Avrupa’da
devlet aklının ifadesi sayılan burjuva medyası, müttefik Türkiye’deki
gelişmeleri »istikrar kaygısıyla« izliyor. Daily Telegraph veya FAZ gibi
gazeteler »Türkiye’de iç savaş tehlikesi« başlığını atıyor, ama aynı zamanda
Erdoğan kliğine »istediği gibi davranma« onayının verilmesini »stratejik hata«
olarak eleştiriyorlar.
Emperyalist
güçlerin ne denli iki yüzlü olduklarını biliyoruz. Gene aynı davranıyorlar: Hem
Türkiye’nin işbirlikçi tekelci burjuvazisine ve onun şu an en saldırgan ve en
gerici siyasi temsilcisi olan Erdoğan kliğine destek veriyorlar, hem de Erdoğan
kliğinin başarısız olacağından hareketle, her an onlardan vazgeçebileceklerinin
sinyalini veriyorlar. Aslına bakılırsa »kaygılarının« ve hoşnutsuzluklarının
asıl nedeni, işbirlikçilerine her istediklerini yaptıramamalarıdır. Bu da
emperyalizmin öyle sanıldığı gibi mutlak güce sahip olmadığını ve Rojava’da
görüldüğü gibi, örgütlü halk hareketinin birleşik eylemiyle emperyalizme
sınırlarının gösterilebileceğini kanıtlıyor.
»İç
savaş olabilir« türü tehdit senaryolarının Türkiye’deki burjuva medyasında da
dile getirilmesi bir tesadüf değil. Gerek bu senaryolar, gerekse de görev
yerini almış küçük burjuva liberallerin »her iki taraf« diye başlayan sözüm ona
»tarafsız« çağrıları, gerçek durumun üstünü örtmeye hizmet eden demagojik
söylemlerdir.
Daha
açık söyleyelim: Türkiye’de bir iç savaş falan yok. Olanlar, adıyla sanıyla ve
uluslararası hukuk terimiyle emekçi haklarımıza karşı yürütülen bir »kirli
savaştır«, uygulamaları ise açık devlet terörüdür. Özsavunma ve misilleme
eylemleri bu gerçeği değiştiremez. Tek merkezden örgütlenen ve yönlendirilen
ırkçı-faşist güruha, saldırgan lümpen kitlelere de bakıp, aldanmayalım. Söz
konusu olan »Kürt-Türk« savaşı veya çatışması, »terörle mücadele« değil, devlet
terörünün kontrgerilla ve bindirilmiş kıtalarla desteklenen sivil görünümlü
biçimidir, ki neofaşist MHP dahi bu oyunun farkına varmıştır. Hiç kuşku yok: Tuzluçayır’da
görüldüğü gibi, kararlı direniş bizi sindirmeye yollanan bu zavallılar güruhunu
çil yavrusu gibi dağıtır.
Erdoğan
kliği için deniz bitmiş, yolun sonu görünmüştür. Saldırganlığın nedeni budur.

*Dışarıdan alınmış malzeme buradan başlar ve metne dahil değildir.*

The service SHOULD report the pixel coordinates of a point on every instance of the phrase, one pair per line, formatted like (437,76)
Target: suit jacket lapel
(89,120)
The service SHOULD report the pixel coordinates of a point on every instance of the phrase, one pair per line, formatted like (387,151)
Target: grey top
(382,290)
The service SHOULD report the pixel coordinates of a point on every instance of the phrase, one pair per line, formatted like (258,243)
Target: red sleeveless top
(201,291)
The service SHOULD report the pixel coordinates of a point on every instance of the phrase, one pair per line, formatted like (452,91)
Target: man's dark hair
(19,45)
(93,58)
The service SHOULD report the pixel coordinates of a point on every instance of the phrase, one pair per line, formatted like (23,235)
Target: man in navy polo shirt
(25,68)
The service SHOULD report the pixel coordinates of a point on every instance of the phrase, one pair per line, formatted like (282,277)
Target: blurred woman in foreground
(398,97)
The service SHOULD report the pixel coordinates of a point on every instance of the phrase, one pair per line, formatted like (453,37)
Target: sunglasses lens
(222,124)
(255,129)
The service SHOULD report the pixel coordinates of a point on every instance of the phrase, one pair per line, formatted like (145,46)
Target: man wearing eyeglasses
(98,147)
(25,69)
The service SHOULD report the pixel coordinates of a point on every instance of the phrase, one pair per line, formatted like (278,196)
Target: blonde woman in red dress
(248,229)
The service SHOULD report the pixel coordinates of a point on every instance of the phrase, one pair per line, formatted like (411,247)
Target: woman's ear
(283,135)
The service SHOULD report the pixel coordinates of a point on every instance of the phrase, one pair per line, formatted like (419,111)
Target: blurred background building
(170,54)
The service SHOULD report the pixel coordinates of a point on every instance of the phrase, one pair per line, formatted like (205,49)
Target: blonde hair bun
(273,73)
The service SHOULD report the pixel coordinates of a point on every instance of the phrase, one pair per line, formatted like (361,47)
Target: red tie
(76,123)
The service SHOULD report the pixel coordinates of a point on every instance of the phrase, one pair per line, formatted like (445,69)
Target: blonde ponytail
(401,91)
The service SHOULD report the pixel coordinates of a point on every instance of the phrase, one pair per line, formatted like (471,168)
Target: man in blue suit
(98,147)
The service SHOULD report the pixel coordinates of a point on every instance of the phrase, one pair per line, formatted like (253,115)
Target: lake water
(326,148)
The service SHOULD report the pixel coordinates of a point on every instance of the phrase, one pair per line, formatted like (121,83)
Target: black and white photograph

Ama ne kirli savaşın, ne HDP’ye yönelik pogromların, ne de asker cenazelerinin
istenilen sonucu vermediği ortadadır. Rejim başına gelecekleri bilmekte, bu
yüzden saldırganlığı artırmaktadır. Topluma faşizmi gösterip, neoliberal
diktatörlüğe rıza istemektedir.
Ama
nafile. Artık kirli savaş da, devlet terörü de rejimi kurtaramayacak. Kürdistan
Özgürlük Hareketinin ve Türkiye işçi sınıfının devrimci kesimlerinin mücadele
deneyimi, emekçi halklarımızda nitel değişikliklere yol açmaktadır. Elde edilen
parlamenter başarının parlamento dışı mücadeleyle birleştirilmesi, işçi ve
emekçiler arasında meclislerin kurulması, mücadelelerin bütünleştirilmesi,
değişimleri geliştirebilir. Ve bu değişimler büyük bir barış ve demokrasi
bloğuna kanalize edilebilirse, rejimin kaçınılmaz sonu hızlandırılabilir. İşte
bu nedenle bugünün en ivedi görevi bu bloğu örmek ve genişletmektir.
»Barakalara barış, saraylara savaş« ancak emekçi halklarımızın ve devrimci
demokratik güçlerin birleşik mücadelesiyle kazanılacaktır.